When I got home from my New York trip, I decided that the next thing I wanted to do was update the database in the Garmin 92.The last time I did that, you needed to send the unit back to the factory. Now it is all done on the internet. All you need is a serial cable to attach the GPS to your computer and access to the internet. $35 and 15 minutes later I had a current database installed in my GPS. Ya just gotta love the technology. So, back into the flight case, along with a 12 pack of fresh batteries for the GPS and the ICOM A-2 waiting for the next time, if there is a next time, that I have an in flight nav or comm. failure. No, I’m no boy scout, and yes, my flight bag is heavy enough, but the ability to communicate and navigate in the event of a total or partial failure mode lets me sleep at night. While I have heard the cell phone argument, and agree it might work, I‘ll ask if you have you ever tried to hear a cell phone in a running piston airplane, much less fly at the same time? If you look at the accident reports, there is no doubt that a handheld radio or GPS would have changed the outcome of more then a few instances. When I learned to fly, this type of portable technology just simply didn’t exist. In 1980, what passed for a handheld radio was made by Terra, and it was the size and weight of a one-quart milk carton.

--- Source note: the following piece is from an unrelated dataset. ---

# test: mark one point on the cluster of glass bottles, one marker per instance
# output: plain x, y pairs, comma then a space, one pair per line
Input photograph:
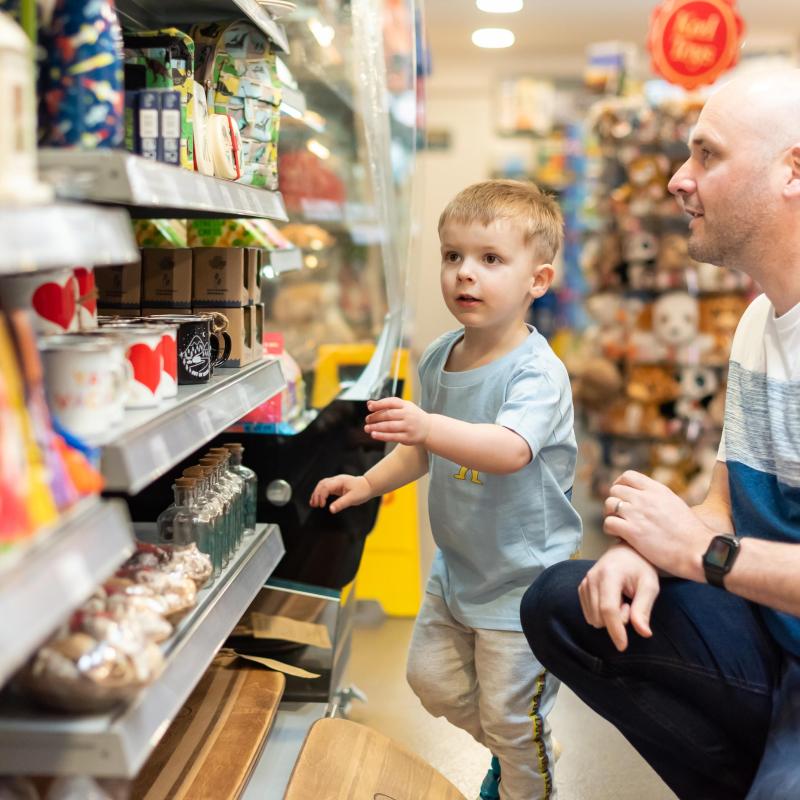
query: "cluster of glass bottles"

But now, I make a point of showing my instrument students how a few hundred dollars worth of technology can take a potentially catastrophic situation and render it totally manageable. Maybe carrying all that equipment seems like overkill. Particularly, since it is almost never utilized. But that’s the point isn’t it? Like the guy who wears a belt and suspenders, (that would be me) I feel that the redundant capability, even if unused, reduces the chances of finding myself in a potentially fatal situation.